Kelly Blidook, a fellow political science professor at MUN, said the apparent scrambling at Elections N.L. made for an environment “ripe for errors” at the agency, which “diminishes trust” in the electoral process and could impact future voter turnout.
“I think this is unfortunate for the number of people who didn’t get to vote because we know voting once begets voting in the future,” he said.
Blidook added that going forward, an independent body should be responsible for reviewing the election and reporting back to the House of Assembly.
He did acknowledge, however, that Elections N.L. was placed in the unenviable position of running a wintertime pandemic vote called by then-Liberal premier Andrew Furey months before he needed to.
After the 2021 election, the Liberal government said it would reform the Elections Act, a promise it will not be capable of fulfilling. The House of Assembly has suspended work for the summer and a new election must take place between on or before Oct. 14.
Steps taken since 2021
In a statement on Wednesday, Elections N.L. said its 300 officials are prepared for the upcoming provincial vote and that it’s “committed to continuously improving our processes and making sure that we oversee a fair and democratic election.”

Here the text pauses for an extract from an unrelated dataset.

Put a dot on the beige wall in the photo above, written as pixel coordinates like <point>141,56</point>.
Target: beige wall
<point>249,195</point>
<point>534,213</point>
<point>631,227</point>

It said it completed a “comprehensive review” after the last election and has made “significant improvements to electoral operations” at its headquarters in St. John’s and in district returning offices, including the adoption of a new elections’ management system, providing better training for staff and opening a larger warehouse capable of maintaining an inventory of more than 100,000 special ballot kits.
“For the 2025 general election Elections N.L. has proactively established working groups to address various threats to the electoral process such as cyberattacks, incidents at electoral offices or polling locations, and emergency response,” the statement reads.